The President of the Committee to Protect Journalists explains why Israel’s military campaign lead to an unprecedented number of deaths among members of the press in just two months.

The Most Consequential Act of Sabotage in Modern Times. By Mark Bowden, for The Atlantic. (Free with a sign in, then Paywall).
The destruction of the Nord Stream pipeline curtailed Europe’s reliance on Russian gas. But who was responsible? A fantastic long read, involving lots of shoe leather, which gets us closer to the truth of one of the most consequential acts of sabotage in modern history.

 

Podcasts

Buried
First aired on BBC Radio 4. Now on BBC Sounds (UK). Also on Spotify and other platforms. – A deathbed tape leads two reporters into one of the worst environment crimes in UK history: a secret one million tonne toxic dump near a city. What did the man in the tape know?

Who Killed Daphne?
A podcast hosted by our speaker and trainer, award winning investigative journalist Stephen Grey.
When a car bomb kills Daphne Caruana Galizia on the beautiful Mediterranean island of Malta, the hunt for her killers exposes secrets with consequences that go far beyond its shores. In the aftermath of her death an international team of journalists comes together to continue her work. Along the way they start to uncover clues that might lead to her killers.

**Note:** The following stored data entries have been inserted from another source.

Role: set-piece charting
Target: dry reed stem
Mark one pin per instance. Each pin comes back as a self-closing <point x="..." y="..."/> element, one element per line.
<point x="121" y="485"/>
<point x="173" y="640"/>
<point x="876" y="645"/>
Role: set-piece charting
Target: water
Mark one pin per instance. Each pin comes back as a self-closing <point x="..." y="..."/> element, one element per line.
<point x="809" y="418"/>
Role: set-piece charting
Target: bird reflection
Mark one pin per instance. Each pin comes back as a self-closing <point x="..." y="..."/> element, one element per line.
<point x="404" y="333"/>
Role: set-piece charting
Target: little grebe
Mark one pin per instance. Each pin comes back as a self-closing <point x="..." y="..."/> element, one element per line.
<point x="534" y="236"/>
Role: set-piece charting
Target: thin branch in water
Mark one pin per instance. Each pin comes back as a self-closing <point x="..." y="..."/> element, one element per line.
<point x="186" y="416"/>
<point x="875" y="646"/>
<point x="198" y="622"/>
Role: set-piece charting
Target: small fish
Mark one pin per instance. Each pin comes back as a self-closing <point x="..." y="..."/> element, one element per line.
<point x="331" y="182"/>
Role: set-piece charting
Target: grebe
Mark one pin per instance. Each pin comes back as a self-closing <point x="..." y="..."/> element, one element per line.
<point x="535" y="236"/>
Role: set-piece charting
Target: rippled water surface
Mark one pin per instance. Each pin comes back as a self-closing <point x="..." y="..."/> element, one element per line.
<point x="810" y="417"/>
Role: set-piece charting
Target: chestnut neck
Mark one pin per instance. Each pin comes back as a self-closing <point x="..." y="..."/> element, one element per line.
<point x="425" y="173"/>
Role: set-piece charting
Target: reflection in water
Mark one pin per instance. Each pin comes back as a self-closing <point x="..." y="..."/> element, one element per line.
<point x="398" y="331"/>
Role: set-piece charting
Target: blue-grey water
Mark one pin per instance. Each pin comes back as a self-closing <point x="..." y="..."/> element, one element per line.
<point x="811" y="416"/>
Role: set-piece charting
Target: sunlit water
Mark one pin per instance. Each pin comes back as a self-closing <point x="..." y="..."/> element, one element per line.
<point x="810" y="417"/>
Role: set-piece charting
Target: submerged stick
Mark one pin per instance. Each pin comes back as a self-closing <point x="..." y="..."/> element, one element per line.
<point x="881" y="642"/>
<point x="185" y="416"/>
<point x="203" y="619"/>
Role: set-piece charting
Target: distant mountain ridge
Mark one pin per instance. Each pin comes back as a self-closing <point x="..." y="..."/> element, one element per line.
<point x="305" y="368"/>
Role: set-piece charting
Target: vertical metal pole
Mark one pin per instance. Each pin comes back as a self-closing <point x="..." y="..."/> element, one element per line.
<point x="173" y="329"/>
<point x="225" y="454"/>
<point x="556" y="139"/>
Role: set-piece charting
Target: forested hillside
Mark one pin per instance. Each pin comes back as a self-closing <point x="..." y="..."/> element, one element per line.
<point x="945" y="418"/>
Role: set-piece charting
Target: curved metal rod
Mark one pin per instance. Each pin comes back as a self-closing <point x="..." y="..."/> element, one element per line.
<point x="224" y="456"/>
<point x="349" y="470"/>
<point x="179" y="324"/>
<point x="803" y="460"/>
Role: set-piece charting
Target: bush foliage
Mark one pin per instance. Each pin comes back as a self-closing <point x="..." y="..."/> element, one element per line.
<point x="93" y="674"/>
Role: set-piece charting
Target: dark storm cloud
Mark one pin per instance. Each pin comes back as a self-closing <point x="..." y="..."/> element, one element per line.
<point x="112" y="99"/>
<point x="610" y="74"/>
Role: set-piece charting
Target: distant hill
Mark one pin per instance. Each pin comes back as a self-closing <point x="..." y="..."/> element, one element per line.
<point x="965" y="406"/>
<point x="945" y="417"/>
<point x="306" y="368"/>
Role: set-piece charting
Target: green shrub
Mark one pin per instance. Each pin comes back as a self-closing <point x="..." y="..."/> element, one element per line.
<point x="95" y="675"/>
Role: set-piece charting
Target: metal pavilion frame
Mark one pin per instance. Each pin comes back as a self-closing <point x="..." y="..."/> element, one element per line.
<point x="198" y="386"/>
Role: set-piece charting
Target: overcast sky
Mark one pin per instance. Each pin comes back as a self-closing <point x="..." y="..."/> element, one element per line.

Page 94. The Private Eye Podcast
One of our firm favourites. Comes out as an when throught the year.
Some of the best stories investigated by the journalists of the Private Eye.

The Oatly Chronicles
Katy Lee and Dominic Kraemer look into the rise and controversies around the world’s biggest oat milk company.

Documentaries

LYRA
Channel 4 On Demand. UK only.
An emotive, intimate, feature-length portrait of Lyra McKee – the remarkable young journalist murdered in Northern Ireland in 2019 after a life fearlessly committed to truth and justice. The CIJ runs an annual training and mentoring bursary scheme in her name.

 

20 Days in Mariupol
As the Russian invasion begins, a team of Ukrainian journalists trapped in the besieged city of Mariupol struggle to continue their work documenting the war’s atrocities.
US – watch free of charge on PBS Frontline.
UK – watch on-demand to rent or buy. See all the platforms here.

 

The Power of Big Oil (for the US viewers) or Big Oil vs the World (UK viewers) by our former volunteer, now an award winning investigative documentaries producer and director and #CIJSummer Speaker Gesbeen Mohammad.

 

 

 

Putin’s War at Home (US viewers only) also by our former volunteer, now an award winning investigative documentaries producer and director and #CIJSummer Speaker Gesbeen Mohammad.

 

 

 

Disclosure: Should I tell You I’m Trans? (BBC iPlayer. UK only).
A documentary by the CIJ Lyra McKee graduate Jax Sinclair.